This is one of the most important questions you have to answer before buying a rental property. You see a decent C class property that has laminate countertops, 15 year old appliances (but they run!), chipped ceramic tile flooring, pedestal sinks in the bathrooms, and you think – this would be a great opportunity to renovate, then raise the rent! But the market tells you that they’re already getting market or better rents. So forget it, I’m not investing $5,000 renovating a unit when I can’t get any more rent. That may or may not be the right call, because do you really know what you can get after you renovate it?
Look at the rent roll. What are the average rents, then what are they getting after a turn, what have they gotten for their most recent turns? Those might be closer to market than their average rents.
Check out the free websites like Rentometer. This could be a great resource for quick checks. But check the comps they use (buy the Pro-level service to see comps) and you might see their rent comps are from a year ago.

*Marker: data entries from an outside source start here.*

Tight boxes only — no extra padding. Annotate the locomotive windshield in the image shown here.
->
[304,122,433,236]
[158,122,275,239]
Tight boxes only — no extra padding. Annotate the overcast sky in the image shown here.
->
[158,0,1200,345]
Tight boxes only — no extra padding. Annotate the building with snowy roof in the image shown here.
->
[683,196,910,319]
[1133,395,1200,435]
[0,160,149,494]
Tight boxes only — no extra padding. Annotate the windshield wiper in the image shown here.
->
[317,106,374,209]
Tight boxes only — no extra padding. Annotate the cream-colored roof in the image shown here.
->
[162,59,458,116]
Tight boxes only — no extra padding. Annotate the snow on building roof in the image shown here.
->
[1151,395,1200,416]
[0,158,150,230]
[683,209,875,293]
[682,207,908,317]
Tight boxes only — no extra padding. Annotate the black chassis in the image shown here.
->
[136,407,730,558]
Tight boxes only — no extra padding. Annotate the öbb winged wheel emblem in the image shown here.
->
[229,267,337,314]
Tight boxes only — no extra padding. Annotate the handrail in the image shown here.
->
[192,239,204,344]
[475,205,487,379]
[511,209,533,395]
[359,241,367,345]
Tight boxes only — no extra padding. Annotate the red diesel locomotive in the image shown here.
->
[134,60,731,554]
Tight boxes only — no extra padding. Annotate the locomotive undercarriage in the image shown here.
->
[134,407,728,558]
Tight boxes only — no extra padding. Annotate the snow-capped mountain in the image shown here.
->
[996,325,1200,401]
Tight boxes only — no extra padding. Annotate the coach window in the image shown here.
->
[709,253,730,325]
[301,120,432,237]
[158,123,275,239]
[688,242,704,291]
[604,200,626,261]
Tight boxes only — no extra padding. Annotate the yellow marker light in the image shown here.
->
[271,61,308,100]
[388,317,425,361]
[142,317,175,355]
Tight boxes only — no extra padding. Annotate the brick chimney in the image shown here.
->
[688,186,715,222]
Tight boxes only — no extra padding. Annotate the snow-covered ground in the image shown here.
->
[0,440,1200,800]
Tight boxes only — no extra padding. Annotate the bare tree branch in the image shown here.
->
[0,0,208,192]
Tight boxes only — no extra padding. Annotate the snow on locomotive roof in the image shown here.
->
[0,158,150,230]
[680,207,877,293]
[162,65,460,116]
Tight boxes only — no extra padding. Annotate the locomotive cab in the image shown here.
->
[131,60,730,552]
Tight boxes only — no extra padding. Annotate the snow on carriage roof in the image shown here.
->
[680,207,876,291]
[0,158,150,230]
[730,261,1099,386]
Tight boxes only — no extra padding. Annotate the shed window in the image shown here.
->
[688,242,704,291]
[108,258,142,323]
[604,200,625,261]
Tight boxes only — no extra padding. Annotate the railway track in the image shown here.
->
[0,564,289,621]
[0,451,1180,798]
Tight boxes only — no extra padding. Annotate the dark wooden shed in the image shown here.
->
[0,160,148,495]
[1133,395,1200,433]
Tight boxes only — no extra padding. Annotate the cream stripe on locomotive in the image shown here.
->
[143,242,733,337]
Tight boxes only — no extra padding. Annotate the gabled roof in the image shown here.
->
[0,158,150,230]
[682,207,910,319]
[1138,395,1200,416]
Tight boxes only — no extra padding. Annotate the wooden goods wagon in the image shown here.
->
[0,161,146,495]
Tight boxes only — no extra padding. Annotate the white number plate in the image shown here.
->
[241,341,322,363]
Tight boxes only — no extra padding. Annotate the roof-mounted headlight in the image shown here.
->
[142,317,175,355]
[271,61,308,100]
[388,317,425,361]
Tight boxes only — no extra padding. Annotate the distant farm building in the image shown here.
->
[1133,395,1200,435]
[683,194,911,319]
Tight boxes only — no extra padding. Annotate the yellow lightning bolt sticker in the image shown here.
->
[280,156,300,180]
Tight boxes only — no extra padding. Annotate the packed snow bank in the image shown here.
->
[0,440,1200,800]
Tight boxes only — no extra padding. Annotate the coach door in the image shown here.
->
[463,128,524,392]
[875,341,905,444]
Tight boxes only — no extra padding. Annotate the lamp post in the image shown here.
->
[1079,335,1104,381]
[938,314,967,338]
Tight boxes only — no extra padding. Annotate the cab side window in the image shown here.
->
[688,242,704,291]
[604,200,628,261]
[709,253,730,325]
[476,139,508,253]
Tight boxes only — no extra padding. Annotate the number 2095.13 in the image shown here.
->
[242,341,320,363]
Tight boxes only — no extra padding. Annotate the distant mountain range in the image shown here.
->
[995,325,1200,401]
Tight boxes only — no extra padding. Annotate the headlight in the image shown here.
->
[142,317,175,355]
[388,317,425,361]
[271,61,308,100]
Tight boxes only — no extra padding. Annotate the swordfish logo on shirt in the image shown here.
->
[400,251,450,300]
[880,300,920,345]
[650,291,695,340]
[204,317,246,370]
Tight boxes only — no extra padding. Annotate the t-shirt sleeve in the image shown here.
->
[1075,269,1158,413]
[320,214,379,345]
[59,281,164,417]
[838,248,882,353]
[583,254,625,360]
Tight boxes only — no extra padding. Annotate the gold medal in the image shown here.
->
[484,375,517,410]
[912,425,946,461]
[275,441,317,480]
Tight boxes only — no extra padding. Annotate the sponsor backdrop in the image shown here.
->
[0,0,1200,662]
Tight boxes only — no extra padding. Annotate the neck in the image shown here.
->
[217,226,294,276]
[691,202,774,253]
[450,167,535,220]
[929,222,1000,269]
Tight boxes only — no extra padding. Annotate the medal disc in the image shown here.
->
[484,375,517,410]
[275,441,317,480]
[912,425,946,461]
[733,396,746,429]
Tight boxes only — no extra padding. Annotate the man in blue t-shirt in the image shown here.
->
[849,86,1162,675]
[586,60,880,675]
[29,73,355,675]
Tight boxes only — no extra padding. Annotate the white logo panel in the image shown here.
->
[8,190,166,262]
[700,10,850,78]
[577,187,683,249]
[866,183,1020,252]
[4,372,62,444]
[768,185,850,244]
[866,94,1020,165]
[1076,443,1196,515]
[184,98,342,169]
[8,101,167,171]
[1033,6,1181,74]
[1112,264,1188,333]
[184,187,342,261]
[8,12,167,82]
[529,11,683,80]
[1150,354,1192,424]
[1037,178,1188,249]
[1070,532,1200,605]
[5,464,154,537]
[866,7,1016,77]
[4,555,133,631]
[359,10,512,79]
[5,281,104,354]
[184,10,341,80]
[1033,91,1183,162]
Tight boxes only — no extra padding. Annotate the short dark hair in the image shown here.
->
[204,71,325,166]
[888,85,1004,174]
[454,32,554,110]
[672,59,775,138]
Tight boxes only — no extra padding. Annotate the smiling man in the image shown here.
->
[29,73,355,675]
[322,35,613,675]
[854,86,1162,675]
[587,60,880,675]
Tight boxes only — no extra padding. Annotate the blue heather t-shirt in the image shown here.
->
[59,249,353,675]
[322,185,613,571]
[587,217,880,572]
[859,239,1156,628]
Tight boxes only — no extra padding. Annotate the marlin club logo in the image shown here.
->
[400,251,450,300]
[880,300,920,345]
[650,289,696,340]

Why can’t they get more recent rent comps? Their data samples are just limited so don’t put a lot of value in them.
Look for apartments available on Apartments.com. Drill into your area, click on a lot of the local apartments available, look at their offers. Usually for advertised properties there’s a rent range. That’s not too exact but it gives you a better idea of what’s out there today. Also look at availability. Sure, they are advertising for renters but their next availability isn’t for two months. Or they show you a list of 20 units available today. Both of these situations tell you about the market.
Talk to local property managers. Find the bigger ones, not one-person shops. They want to help you because you might do business with them. Ask for a Costar Underwriting Report. That will show you rent comps. Keep in mind that Costar owns Apartments.com. Costar’s rent comps should be pretty reliable.
The property managers themselves will share their opinion of local rents. Even better, they can tell you what you can expect from a renovation. $50 premium or $150 premium. They’ll know.
Top multifamily buyers, those who share their knowledge with us through podcasts, often have sophisticated market analysis for rents. They are paying for current, reliable data and might have an edge on the rest of us, but keep in mind, they can’t buy everything. And they won’t have the insight that you have by thoroughly immersing yourself in that market.